The past five years have been my most difficult.
The past five years have been my most satisfying.
September 2015
There have been numerous partings, but through them all, our
lovely dog Lucy gave us a sense of being, what scripture describes as, "rooted and grounded." Rooted and grounded is a mixed metaphor--part agricultural; part architectural--that describes the need for depth and stability.
We were called from our beloved home and church and community in Auburn, California for Farmerville, Louisiana. Lucy and Gracie gave our new home in the South, well, a sense of home. A sense of being rooted and grounded.
Perhaps a year after our move, Gracie passed, but Lucy remained. Over the next three years, others followed. My mother passed, but Lucy remained. My youngest brother, Mark, passed, but Lucy remained. My father passed, but Lucy remained. My last uncle, Bob, passed, but Lucy remained. My mother-in-law passed, but Lucy remained. We grieved, but we remained rooted and grounded. But two months ago, inevitably, Lucy herself passed--though fifteen years of age--suddenly, tragically. And the loss was, the loss is, profound. There have been difficult moments: heartbreaking moments of sadness; breathless moments of panic; desperate moments of feeling adrift, without root or ground.
For weeks now, I've struggled to discern the line between grieving and grounding. To respect grief's need of time and space to process Lucy's passing, while paying attention to the voice calling me to be rooted and grounded in that which cannot fail, in that which is transcendent and true and timeless.

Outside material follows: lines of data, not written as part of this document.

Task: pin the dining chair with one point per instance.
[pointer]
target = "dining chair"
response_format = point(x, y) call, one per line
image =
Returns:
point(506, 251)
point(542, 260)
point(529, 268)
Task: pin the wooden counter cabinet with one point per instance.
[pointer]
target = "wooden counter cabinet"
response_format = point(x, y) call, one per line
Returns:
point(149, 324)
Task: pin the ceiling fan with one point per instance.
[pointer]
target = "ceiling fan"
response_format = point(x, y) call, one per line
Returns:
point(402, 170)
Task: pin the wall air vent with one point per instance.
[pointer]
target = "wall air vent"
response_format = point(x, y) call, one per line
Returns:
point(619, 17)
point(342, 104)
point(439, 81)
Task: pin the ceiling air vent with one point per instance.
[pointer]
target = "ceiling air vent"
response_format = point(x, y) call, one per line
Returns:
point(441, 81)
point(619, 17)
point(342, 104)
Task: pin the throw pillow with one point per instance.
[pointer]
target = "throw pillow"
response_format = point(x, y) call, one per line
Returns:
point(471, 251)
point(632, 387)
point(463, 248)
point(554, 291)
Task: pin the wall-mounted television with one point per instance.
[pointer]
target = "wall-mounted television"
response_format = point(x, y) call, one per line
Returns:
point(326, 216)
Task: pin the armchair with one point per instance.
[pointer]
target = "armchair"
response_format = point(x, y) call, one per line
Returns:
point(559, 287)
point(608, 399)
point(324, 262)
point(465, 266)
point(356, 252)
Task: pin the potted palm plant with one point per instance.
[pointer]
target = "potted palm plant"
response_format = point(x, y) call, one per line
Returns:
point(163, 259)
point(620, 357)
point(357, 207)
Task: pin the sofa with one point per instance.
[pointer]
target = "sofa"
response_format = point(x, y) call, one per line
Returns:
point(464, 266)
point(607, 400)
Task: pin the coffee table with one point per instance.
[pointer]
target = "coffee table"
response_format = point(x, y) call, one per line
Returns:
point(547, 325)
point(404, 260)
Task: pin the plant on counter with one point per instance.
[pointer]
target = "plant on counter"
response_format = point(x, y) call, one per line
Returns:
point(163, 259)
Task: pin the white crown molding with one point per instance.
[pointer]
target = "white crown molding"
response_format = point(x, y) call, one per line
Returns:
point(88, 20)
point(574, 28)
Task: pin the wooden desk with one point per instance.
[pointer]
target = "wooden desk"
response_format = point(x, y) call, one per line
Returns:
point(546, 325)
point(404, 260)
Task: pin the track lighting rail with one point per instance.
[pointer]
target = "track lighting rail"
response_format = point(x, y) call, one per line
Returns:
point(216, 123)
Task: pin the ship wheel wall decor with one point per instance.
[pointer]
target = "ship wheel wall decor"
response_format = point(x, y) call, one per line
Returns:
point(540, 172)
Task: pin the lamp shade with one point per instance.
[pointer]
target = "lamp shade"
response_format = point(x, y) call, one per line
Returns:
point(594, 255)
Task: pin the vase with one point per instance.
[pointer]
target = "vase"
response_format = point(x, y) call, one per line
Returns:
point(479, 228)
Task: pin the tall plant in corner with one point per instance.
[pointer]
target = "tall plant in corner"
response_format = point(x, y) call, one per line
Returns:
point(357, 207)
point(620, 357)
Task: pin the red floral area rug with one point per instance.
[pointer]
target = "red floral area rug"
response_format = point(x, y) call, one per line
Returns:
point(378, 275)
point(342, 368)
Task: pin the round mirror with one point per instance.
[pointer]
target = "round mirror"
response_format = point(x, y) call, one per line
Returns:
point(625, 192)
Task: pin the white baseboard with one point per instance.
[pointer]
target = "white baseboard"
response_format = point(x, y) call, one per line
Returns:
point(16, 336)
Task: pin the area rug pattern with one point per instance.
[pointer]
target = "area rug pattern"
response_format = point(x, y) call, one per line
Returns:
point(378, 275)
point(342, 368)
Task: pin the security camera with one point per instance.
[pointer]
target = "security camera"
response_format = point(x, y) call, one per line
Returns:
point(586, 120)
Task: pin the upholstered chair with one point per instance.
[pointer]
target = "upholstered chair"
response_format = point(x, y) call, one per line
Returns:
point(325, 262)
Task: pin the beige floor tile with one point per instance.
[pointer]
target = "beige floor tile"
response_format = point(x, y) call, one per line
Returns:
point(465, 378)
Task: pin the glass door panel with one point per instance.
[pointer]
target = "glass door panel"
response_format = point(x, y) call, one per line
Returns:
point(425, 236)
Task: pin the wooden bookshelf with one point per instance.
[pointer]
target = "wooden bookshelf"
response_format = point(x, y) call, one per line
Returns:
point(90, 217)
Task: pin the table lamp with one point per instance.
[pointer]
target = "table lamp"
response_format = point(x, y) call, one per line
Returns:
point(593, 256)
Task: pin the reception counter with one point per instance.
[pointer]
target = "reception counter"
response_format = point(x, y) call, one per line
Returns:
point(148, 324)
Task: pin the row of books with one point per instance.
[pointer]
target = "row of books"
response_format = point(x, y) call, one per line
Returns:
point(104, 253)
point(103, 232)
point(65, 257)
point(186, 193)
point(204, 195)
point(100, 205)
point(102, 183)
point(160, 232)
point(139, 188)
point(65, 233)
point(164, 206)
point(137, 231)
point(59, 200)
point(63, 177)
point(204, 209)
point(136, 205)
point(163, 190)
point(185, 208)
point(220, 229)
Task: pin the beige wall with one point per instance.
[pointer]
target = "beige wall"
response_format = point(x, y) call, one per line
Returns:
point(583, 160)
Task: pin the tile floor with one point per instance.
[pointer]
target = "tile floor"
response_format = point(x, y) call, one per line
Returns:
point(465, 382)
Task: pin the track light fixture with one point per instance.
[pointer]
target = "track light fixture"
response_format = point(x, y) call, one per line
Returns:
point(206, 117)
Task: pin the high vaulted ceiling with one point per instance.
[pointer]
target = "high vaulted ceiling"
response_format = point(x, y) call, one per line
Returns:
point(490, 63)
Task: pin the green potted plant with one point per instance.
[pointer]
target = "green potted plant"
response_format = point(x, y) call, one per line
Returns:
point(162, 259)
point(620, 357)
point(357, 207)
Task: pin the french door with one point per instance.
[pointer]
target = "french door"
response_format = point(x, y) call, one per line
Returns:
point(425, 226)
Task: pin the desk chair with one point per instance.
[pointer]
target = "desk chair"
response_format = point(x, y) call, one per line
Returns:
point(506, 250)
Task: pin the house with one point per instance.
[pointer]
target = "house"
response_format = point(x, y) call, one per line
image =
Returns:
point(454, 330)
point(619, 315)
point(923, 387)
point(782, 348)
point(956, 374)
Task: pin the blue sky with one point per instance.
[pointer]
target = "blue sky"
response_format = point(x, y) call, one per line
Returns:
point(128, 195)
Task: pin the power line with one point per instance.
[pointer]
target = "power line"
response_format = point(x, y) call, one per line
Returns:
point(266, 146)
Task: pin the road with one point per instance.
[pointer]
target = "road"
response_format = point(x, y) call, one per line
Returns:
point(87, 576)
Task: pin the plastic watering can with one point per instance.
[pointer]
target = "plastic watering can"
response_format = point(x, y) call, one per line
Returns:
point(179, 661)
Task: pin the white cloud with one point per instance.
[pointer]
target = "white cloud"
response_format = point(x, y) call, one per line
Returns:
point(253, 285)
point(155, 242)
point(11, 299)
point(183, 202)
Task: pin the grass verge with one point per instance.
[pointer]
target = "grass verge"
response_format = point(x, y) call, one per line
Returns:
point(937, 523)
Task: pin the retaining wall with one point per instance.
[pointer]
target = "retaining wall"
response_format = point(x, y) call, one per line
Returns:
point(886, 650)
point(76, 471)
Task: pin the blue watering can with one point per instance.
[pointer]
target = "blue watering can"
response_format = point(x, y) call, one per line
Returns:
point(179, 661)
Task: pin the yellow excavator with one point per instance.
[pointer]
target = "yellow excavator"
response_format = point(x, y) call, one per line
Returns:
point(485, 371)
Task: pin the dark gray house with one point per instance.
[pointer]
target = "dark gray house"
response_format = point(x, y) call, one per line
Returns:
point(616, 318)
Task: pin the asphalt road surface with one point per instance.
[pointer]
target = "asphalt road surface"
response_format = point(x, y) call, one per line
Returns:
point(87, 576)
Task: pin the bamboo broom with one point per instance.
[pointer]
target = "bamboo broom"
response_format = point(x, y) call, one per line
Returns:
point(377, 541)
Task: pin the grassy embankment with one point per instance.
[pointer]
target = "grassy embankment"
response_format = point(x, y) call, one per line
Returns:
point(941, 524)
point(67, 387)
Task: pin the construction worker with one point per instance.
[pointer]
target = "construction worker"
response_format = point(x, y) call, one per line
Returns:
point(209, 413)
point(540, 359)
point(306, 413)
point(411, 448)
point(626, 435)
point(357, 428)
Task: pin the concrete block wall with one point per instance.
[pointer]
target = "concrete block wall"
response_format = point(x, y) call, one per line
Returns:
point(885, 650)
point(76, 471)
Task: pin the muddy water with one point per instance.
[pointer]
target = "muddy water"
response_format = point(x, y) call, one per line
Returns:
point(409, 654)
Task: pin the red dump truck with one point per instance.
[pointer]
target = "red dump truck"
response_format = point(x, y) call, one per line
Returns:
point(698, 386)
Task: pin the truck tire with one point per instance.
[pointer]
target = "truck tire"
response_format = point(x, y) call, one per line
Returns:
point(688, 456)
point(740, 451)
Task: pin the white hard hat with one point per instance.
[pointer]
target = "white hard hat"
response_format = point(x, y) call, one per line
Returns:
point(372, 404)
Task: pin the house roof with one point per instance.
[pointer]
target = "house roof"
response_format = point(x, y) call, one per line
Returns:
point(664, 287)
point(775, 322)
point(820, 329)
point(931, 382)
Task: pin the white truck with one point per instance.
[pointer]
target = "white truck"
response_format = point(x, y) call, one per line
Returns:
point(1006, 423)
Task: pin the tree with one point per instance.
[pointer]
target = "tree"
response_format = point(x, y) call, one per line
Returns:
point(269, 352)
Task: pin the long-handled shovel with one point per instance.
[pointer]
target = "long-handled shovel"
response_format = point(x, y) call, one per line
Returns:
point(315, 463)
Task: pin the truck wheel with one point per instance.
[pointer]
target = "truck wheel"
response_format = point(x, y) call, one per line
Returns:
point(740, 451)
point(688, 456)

How might you describe, in practical terms, being "rooted and grounded"? Paul used the figure twice (Ephesians 3:14-21; Colossians 2:6-7). What is the place of root and ground in these two passages? How might Jesus' declaration of John 14:6, "I am the way, and the truth, and the life; no one comes to the Father but through Me," relate to that which is "transcendent, true, and timeless"? Who or what do you depend upon to bring you depth and stability? Are you rooted and grounded in that which is transcendent and true and timeless, or in the transient? Or, to put it another way, if you lost everything you could loose, what would you have left?